Former Foreign Minister of Guyana, Rashleigh Jackson on Sunday hoped that the latest border spat with Venezuela would pave the way for urgent negotiations to delimit the maritime boundary between the two neighbouring South American nations.
“We should do that as a matter of urgency and then you wouldn’t get a recurrence of this kind of incident and there wouldn’t be an incentive to have provocative actions anywhere else,” he told Demerara Waves Online News (www.demwaves.com).
Guyana and Venezuela in 2011 agreed to open talks on delimiting the maritime boundary. At the same time, Venezuela ahd recalled its legitimate right to sovereignty and jurisdiction over the Atlantic Front.
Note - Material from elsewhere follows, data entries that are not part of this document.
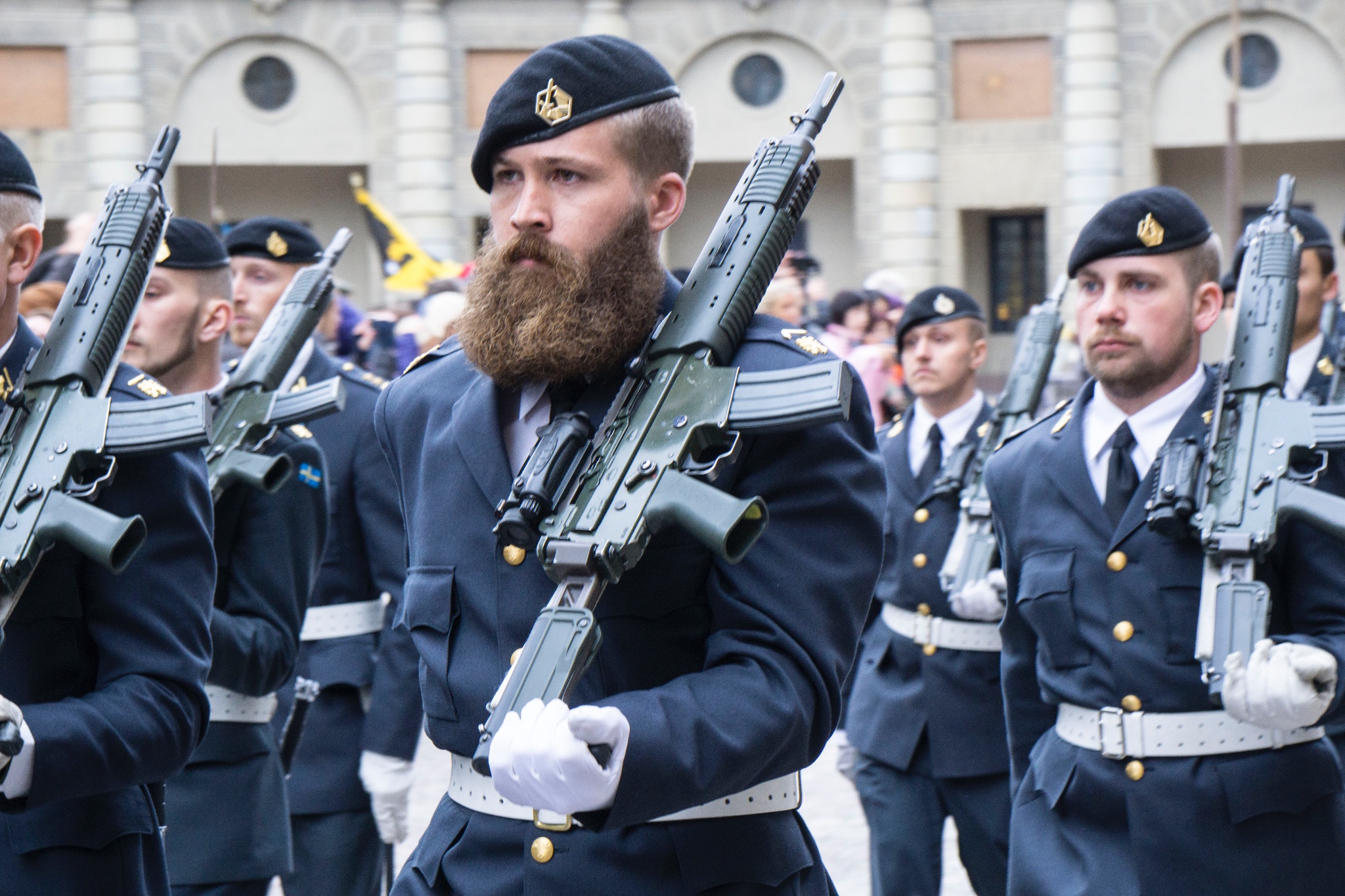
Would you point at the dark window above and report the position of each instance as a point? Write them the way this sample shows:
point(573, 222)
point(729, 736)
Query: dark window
point(269, 82)
point(758, 79)
point(1259, 60)
point(1017, 268)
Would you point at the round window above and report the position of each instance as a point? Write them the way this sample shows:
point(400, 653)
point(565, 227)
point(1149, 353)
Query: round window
point(1259, 62)
point(269, 82)
point(758, 79)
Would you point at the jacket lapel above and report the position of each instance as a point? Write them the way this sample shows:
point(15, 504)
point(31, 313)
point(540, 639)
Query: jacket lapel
point(1066, 465)
point(475, 430)
point(1191, 425)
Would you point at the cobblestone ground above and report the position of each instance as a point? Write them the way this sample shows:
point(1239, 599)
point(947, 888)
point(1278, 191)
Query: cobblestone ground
point(830, 806)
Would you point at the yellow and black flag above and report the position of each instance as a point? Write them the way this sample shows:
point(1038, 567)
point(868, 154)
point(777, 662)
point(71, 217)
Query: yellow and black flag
point(407, 267)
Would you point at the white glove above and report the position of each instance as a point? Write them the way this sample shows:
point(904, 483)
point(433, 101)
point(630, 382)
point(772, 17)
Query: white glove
point(1283, 685)
point(10, 712)
point(541, 758)
point(847, 756)
point(982, 601)
point(387, 781)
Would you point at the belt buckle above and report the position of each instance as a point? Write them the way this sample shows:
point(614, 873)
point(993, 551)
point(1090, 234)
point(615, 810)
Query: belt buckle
point(1111, 733)
point(553, 826)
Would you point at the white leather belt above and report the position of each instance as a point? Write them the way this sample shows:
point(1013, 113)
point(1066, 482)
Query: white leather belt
point(1137, 735)
point(477, 792)
point(950, 634)
point(231, 706)
point(345, 620)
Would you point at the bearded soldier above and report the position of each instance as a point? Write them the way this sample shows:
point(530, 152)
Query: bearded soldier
point(713, 679)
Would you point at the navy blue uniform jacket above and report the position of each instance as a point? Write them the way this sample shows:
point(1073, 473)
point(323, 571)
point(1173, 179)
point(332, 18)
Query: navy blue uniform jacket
point(899, 692)
point(1254, 822)
point(109, 671)
point(365, 558)
point(730, 675)
point(229, 817)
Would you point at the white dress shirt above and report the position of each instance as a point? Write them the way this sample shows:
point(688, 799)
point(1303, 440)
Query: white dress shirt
point(954, 426)
point(535, 412)
point(1302, 362)
point(1152, 425)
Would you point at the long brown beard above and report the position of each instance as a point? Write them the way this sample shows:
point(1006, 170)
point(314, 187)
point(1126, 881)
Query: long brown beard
point(564, 317)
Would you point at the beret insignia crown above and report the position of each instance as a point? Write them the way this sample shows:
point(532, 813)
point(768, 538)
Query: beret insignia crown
point(276, 245)
point(1151, 232)
point(553, 104)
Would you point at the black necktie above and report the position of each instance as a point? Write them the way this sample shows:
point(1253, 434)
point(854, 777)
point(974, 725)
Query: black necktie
point(1122, 479)
point(934, 459)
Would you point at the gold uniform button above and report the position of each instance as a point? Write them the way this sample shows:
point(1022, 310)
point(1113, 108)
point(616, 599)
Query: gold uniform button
point(542, 849)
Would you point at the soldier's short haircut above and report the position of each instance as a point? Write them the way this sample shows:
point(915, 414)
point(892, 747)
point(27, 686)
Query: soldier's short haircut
point(1201, 264)
point(19, 209)
point(657, 139)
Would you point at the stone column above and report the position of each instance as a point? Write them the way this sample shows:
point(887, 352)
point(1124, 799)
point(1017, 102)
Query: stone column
point(1091, 114)
point(606, 16)
point(908, 142)
point(114, 113)
point(424, 136)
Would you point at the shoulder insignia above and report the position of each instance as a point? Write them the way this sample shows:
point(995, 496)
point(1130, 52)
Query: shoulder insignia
point(803, 340)
point(148, 385)
point(1061, 422)
point(1057, 426)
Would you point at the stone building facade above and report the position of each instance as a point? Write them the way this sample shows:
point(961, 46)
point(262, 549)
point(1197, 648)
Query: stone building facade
point(973, 140)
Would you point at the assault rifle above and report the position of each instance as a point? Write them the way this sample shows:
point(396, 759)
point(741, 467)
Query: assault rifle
point(590, 501)
point(252, 409)
point(60, 433)
point(1256, 465)
point(973, 551)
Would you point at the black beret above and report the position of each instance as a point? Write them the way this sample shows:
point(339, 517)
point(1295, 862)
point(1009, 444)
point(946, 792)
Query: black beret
point(1310, 230)
point(563, 86)
point(191, 246)
point(1147, 222)
point(937, 305)
point(276, 238)
point(15, 172)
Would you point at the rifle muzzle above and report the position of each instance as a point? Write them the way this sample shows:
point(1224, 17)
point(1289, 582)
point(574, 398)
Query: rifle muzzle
point(259, 471)
point(722, 523)
point(110, 540)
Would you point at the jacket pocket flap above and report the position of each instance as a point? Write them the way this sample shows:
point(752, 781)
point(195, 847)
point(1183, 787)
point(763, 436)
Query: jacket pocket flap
point(1286, 781)
point(1047, 572)
point(427, 599)
point(758, 849)
point(91, 822)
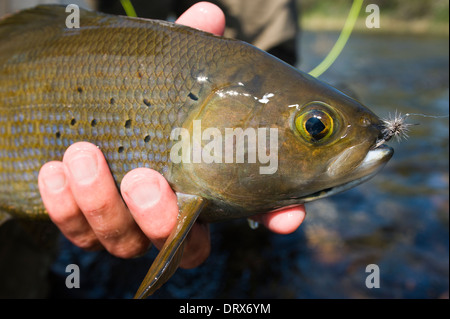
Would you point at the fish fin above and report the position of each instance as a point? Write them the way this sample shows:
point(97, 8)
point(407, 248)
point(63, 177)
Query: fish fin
point(168, 259)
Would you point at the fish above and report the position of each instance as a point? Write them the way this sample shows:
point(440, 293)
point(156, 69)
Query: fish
point(234, 130)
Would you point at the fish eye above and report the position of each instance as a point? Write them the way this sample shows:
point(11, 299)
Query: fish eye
point(315, 123)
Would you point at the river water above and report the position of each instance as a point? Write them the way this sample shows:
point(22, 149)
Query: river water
point(398, 221)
Jackson said that although Venezuela was not a signatory to the United Nations Convention on the Law of the Sea (UNCLOS), the two countries could negotiate a settlement.
“Two sovereign States could always do that so the fact that Venezuela is not a signatory or a party to the Convention means it’s not bound by those terms but that doesn’t mean that the two States can’t agree to delimit the boundary using established legal principles,” he said.
Guyana, he noted, abides by the principle of equidistance, a norm in international law that states that a nation’s maritime boundary should conform to a median line from the shores of neighbouring nation-states
While the Guyana government has pointed fingers at the Venezuela Navy for last Thursday’s arrest of the seismic research vessel, Teknik Perdana, Jackson said the Nicolas Maduro administration and the Venezuelan military could not be separated.
Both countries have insisted that the vessel was in each other’s territorial waters in the Roraima Block and have asked for explanations.
Jackson did not believe that the presence of several nationalities aboard the vessel that has been contracted by the American oil exploration firm, Anadarko Petroleum provided any real leverage.
Aboard RV Teknik Perdana are five Ukrainians, five Americans, two Britons, five Malaysians, 14 Indonesians, two Russians, one French and two Brazilians. The vessel, under Venezuelan navy escort, was Sunday morning expected to dock at Margarita Island, even as the Foreign Ministers of Venezuela and Guyana prepared to meet in a third country later this week. “I don’t think we should look for factors that would encourage a peaceful settlement; a peaceful settlement is required by international law and the two countries have agreed to look for a peaceful settlement so I don’t think the fact that there are different nationalities working on the ship should be necessarily used,” he said.
Jackson hoped that the main planks of the talks would be to resolve the issue peacefully and for the vessel to be released and allowed to continue its work unimpeded in Guyanese waters. “I hope one of the agreements is that the ship is returned and that the oil company is allowed to do its work and that the two sides agree to commence their discussions which they had agreed a long time ago to delimit the maritime boundary,” he said.
While then President Hugo Chavez, a former soldier, and his successor Nicolas Maduro have played down the border controversy over the Essequibo Region and labelled it as a relic of European colonization and imperialism, Jackson noted that no Venezuelan President has scrapped his country’s claim to the territory. “Since Venezuela raised the matter in 1962, no Venezuela President has renounced the claim so whether it’s colonial or not is irrelevant,” he said.
The United Nation Secretary General, through his Good Officer, has been trying to find a peaceful settlement to the land border controversy. Guyana maintains that the 1899 Arbitral Tribunal Award is final and binding on both countries.
Despite the Guyana- Venezuela border controversy, the two sides have been enjoying very good relations.